Vous regardez trop la télé…  

Il se lance dans la peinture figurative dès les années soixante, à l’adolescence, avec ses modèles et  ses rêves. L’impressionnisme des maîtres passe et le stylisme de Carzou survient comme un déclic. Dans la brèche s’engouffrent les fantasmes et les peurs de l’enfance, les symboles d’une société tiraillée à l’époque entre ses vieux principes et son avenir technologique. Les constructions phalliques anciennes et modernes, clochers de cathédrales et fusées de la conquête spatiale naissante, se retrouvent mêlées dans des figurations allégoriques où percent des entrailles mécaniques et architecturales. Déjà l’artiste évoque les arrières plans du monde, les faces cachées des choses.
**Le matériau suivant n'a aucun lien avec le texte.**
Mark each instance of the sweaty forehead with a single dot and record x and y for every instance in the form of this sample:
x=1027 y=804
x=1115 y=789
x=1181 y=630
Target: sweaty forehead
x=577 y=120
Il travaille en relief, colle, agence, bricole, des mondes fantasmatiques.

Tenaillé par sa créativité, l’homme est aux pinceaux et aux toiles dès son retour du travail. Il se lance chaque fois dans une nouvelle création, éprouve cette peur de la voir trop vite accouchée, de rater son œuvre… Il se ressource indéfiniment en imaginant la toile suivante. La période géométrique, la plus prolixe, donnera à Michel Philippart, une étiquette indéfectible de peintre cubiste boulimique. Les petits carrés s’en iront à Paris, à Lund et ailleurs, où les amateurs chercheront une explication à ces formes juxtaposées, soigneusement mises en scènes sur plusieurs plans rejoints par des trous béants sortis des rêves et cauchemars enfantins de l’artiste.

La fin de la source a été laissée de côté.